- Theatrical release poster
- Directed by: Suneel Darshan
- Written by: Suneel Darshan Parasnath Gupta; Sourabh Ratnu; Preeti Mamgain; Dipan Bhatt; ;
- Produced by: Suneel Darshan
- Starring: Aayush Kumar Aakaisha Natasha Fernandez
- Cinematography: Chetan Dholi
- Edited by: Kaushik Chakraborty
- Music by: Nadeem Saifi
- Production company: Shree Krishna International
- Release date: 8 August 2025;
- Running time: 146 minutes
- Country: India
- Language: Hindi

= Andaaz 2 =

2025 Indian drama film

Andaaz 2 is a 2025 Indian Hindi-language romantic drama film directed and produced by Suneel Darshan. The film stars debutants Aayush Kumar, Aakaisha, and Natasha Fernandez. It is the sequel to the 2003 film Andaaz. The film released on August 8, 2025, to negative reviews.

==Cast==
- Aayush Kumar as Aarav
- Aakaisha Vats as Alisha
- Natasha Fernandez as Priyanka
- Parmarth Singh as Ehsaan
- Srikant Maski as Tony
- Puja Sharma
- Neetu Pandey
- Sanjay Mehandirata
- Bharat Bhatia
- Dolly Bindra
- Jeetu Verma as Yeda Anna

==Production==
The film has been shot across various location across Allahabad and Haryana.

==Music==
All songs have been composed by Nadeem Saifi of the Nadeem–Shravan duo. The lyrics are written by Sameer Anjaan.The vocals have been lent by singers including Shaan, Neeraj Shridhar, Palak Muchhal, Javed Ali, Amit Mishra, Shadab Faridi, Debanjali, and Asees Kaur.

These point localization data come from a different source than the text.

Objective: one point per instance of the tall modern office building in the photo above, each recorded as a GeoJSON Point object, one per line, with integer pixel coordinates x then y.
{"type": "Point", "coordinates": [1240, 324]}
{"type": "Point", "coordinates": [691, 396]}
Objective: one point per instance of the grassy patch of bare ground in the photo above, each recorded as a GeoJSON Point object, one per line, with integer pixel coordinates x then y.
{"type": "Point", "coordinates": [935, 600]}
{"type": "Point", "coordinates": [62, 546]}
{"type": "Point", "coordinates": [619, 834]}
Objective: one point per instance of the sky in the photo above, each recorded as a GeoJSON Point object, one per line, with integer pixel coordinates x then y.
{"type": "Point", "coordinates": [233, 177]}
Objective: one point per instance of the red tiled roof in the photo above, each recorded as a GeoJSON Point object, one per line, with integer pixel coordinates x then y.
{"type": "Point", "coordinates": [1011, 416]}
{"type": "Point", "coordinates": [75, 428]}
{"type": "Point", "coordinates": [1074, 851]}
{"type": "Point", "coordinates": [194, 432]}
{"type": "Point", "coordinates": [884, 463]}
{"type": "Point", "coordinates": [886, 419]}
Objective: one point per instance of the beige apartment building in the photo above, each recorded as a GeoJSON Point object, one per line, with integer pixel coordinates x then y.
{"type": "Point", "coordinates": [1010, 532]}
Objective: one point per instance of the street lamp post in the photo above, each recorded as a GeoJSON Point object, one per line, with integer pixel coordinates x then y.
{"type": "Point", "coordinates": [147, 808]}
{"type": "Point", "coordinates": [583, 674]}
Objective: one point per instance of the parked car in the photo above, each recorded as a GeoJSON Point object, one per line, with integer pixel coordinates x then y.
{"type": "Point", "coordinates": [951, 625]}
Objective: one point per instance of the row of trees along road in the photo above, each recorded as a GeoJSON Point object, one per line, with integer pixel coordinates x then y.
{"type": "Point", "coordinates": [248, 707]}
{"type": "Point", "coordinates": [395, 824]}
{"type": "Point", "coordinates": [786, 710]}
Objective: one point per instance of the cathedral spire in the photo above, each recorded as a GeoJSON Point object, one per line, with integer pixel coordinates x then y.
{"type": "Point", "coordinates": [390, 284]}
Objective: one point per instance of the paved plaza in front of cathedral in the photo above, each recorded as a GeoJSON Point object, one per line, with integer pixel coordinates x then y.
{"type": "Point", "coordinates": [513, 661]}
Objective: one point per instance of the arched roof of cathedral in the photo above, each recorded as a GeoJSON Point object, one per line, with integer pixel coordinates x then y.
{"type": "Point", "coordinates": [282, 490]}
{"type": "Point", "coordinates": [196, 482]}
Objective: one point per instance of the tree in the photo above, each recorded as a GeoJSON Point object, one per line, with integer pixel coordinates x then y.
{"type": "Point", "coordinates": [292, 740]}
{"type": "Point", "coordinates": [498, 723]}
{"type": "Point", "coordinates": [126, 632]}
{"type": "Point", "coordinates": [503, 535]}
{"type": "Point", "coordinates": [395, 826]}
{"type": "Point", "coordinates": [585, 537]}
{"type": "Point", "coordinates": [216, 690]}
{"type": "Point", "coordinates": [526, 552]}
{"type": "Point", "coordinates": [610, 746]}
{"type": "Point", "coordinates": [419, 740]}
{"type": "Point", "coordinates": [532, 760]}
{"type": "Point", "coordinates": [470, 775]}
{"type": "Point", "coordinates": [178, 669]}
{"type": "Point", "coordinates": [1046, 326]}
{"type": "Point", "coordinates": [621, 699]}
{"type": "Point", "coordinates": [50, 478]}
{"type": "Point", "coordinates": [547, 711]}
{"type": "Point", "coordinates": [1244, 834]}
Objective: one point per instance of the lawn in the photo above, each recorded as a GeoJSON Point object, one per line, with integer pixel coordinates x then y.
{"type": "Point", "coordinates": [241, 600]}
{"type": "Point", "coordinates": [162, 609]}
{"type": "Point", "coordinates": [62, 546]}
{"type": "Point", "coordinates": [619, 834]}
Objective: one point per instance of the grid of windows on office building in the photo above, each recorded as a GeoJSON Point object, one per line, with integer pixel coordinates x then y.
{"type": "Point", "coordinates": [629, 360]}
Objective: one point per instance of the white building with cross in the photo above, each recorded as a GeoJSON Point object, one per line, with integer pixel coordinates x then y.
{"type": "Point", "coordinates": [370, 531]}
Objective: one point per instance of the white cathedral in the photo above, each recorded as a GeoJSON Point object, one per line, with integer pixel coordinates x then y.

| No. | Title | Singer(s) | Length |
|---|---|---|---|
| 1. | "Tere Bin Kahin Dil Na Lagey"" | Mohammed Irfan, Palak Muchhal |  |
| 2. | "You Are Beautiful" | Javed Ali, Palak Muchhal |  |
| 3. | "Ishq Junooni Hai" | Neeraj Shridhar |  |
| 4. | "Rabba Ishq Na Hove 2.0" | Palak Muchhal, Asees Kaur, Shadab Faridi |  |
| 5. | "Kitni Pyaari Si" | Javed Ali |  |
| 6. | "Hum Jaise Jee Rahe Hain" | Amit Mishra |  |
| 7. | "Waqt Ne Kiya Iss Qadar Sitam" | Mohammed Irfan, Palak Muchhal |  |
| 8. | "Shammak" | Shaan, Debanjali B Joshi |  |

==Reception==
Mayur Sanap of Rediff.com gave one-half star out of 5 and said that "The sheer awfulness of Andaaz 2 really doesn't deserve anyone's time or attention."
Bollywood Hungama rated it 1.5/5 stars and commented that "On the whole, ANDAAZ 2 is embellished with great music but it suffers on account of a weak script and poor direction."
Bhawna Arya of Times Now gave 2.5 stars out of 5 and said that "In conclusion, weak performances, a loosely written script and a poor screenplay of the film fail to recreate the magic of the iconic film Andaaz."

Subhash K Jha writing for News 24 gave 3 stars out of 5 and observed that "Suneel Darshan’s unabashed homage to the cinema of the 1970s is sweet, tender, sometimes overdone but never offensive."